Idil Ahmed and Posy Sterling in Lollipop [Tereza Cervenova/MetFilm]
LOLLIPOP
Directed by Daisy-May Hudson
Certificate: 15
☆☆☆☆☆
THIS film is another testament to the power of cinema to both profoundly move you as an individual – but hopefully shed a light on our society, and act as a call to arms.
Lollipop sits firmly in the Ken Loach school and has been compared to his seminal 1966 work, Cathy Come Home, about poverty and homelessness.
Director Daisy-May Hudson, who in her early 20s documented her family’s homelessness for film, has created a powerful feature about a mother trying to negotiate a system that feels designed to set her up to fail.
The director’s backstory means this film is from the heart, and makes it impossible to look away or build up a counter to the points that slowly reveal themselves.
We meet Molly (Posy Sterling) as she finishes a four-month prison sentence.
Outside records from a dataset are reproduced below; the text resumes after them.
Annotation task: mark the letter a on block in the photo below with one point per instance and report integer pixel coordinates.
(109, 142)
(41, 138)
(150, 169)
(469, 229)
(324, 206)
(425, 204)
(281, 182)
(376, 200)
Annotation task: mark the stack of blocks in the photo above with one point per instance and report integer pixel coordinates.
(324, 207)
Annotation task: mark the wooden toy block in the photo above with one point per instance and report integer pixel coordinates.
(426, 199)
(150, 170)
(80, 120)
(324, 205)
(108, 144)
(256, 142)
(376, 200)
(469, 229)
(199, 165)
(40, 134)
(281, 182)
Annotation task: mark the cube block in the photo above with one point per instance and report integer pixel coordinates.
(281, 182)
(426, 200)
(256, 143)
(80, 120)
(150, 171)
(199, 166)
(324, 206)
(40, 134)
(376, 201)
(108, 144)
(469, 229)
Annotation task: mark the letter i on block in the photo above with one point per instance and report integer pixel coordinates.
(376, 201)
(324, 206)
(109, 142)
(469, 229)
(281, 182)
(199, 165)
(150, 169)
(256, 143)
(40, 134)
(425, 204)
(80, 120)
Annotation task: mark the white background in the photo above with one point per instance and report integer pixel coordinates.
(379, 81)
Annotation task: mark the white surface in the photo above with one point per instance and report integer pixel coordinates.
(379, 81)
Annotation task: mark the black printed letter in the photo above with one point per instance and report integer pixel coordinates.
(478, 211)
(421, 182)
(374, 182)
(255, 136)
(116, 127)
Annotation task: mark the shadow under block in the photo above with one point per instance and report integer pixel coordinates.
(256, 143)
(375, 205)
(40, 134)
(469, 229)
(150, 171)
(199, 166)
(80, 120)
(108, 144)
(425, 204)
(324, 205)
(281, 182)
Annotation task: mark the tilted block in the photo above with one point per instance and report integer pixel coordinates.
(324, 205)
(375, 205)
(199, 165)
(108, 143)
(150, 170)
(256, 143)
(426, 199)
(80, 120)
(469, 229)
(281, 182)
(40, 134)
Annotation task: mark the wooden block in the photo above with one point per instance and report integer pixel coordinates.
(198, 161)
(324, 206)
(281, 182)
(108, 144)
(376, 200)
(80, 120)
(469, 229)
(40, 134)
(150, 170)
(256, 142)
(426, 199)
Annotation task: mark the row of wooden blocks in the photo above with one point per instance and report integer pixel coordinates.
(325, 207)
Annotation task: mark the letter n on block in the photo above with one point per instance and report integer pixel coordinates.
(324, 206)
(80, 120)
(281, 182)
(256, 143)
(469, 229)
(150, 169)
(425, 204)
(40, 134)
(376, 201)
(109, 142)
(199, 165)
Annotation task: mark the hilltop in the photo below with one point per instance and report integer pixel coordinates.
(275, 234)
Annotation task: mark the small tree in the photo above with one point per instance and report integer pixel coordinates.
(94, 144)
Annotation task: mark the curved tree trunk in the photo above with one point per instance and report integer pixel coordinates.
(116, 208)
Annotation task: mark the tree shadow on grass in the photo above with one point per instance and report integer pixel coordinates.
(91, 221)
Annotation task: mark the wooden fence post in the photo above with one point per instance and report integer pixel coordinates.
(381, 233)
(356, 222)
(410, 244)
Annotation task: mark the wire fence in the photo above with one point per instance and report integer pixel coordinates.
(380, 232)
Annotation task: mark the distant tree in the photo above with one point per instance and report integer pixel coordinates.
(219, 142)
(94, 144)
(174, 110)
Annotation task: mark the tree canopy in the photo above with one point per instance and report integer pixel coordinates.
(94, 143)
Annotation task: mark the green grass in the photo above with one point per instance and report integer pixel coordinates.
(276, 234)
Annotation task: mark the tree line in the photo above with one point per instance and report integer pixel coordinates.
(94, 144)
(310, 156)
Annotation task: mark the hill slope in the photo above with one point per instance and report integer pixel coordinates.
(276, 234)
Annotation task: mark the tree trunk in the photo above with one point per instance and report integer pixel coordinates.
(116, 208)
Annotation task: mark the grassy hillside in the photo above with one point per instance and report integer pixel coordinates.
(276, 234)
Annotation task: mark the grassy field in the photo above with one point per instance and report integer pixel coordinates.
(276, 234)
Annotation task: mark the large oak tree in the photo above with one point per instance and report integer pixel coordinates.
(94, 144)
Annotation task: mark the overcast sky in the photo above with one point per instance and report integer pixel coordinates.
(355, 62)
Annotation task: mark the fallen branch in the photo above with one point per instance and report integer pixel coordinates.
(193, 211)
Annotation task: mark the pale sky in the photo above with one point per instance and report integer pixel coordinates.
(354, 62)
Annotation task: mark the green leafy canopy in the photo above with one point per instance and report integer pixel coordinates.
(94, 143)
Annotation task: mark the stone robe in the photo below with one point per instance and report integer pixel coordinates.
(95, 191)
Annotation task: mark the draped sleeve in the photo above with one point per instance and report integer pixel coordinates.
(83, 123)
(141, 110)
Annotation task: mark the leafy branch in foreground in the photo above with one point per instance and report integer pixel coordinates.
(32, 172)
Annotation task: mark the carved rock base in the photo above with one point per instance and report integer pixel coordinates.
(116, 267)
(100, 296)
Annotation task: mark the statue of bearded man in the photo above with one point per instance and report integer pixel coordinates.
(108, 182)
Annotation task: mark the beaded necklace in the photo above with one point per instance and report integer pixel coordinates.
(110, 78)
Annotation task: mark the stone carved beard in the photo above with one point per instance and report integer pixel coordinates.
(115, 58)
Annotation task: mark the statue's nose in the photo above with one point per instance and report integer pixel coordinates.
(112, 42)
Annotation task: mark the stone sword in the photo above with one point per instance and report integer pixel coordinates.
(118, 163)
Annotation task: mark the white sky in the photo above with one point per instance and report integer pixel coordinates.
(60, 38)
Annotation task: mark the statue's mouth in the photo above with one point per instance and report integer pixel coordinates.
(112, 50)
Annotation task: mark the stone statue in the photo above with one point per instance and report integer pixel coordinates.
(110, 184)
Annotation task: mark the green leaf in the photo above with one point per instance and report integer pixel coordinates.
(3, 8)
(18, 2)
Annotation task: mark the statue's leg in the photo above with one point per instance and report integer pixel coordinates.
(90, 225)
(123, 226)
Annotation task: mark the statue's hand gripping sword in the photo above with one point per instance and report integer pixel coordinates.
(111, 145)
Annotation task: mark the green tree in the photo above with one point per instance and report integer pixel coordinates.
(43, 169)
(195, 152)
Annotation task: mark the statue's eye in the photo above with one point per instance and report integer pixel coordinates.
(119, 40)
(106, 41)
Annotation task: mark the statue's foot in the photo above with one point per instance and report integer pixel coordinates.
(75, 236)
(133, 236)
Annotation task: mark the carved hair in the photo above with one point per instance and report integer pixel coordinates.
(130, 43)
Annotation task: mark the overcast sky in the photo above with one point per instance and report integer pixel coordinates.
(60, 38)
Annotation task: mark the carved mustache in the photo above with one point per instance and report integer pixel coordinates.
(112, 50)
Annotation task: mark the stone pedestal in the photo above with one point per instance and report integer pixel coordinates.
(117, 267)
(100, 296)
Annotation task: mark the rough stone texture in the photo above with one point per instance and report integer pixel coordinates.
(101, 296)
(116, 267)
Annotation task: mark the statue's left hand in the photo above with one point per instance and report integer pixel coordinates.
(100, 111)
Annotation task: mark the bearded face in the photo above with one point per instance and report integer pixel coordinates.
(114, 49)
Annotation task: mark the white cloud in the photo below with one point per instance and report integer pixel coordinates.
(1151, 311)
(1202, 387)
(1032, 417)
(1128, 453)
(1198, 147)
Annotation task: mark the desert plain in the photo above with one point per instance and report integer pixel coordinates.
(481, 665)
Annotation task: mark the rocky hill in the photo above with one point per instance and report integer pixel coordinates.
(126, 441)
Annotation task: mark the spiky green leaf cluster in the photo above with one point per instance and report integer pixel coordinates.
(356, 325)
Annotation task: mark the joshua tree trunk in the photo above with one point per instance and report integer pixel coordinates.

Her council home has been taken away – going to prison means she is registered as making herself “intentionally homeless”.
Her two children, Ava and Leo, have gone to stay with her mum, Sylvie (Terriann Cousins) – but Sylvie has problems and so the children have been taken into care.
We embark on a journey with Molly as she tries to navigate a world that feels designed to make her life as hard as possible, to be as complicated, costly and inconclusive as it can be, to have hoops and hurdles at every turn.
With believable performances that draw you in, we share the sense of hopelessness and danger – from the worry of coming out of a prison gate and then having to set up a tent in a London park because Molly has nowhere else to go, to the infuriating experience of dealing with poorly paid, demotivated frontline staff who are seen as the agents of a broken system.
Molly won’t get her kids back until she has a house – and she won’t be given a house until she gets her kids back. Such is a recognisable Catch-22 so many find themselves in and that Hudson’s film so eloquently, and woefully, portrays.
The story progresses as we watch Molly’s reaction to this series of “unfortunate circumstances” that is rash and counterproductive. But ask yourself, what would you do?
She finds an ally in an old friend Amina (Idil Ahmed), and the plot follows them as they try to be the parents they want to be, facing down a world against them.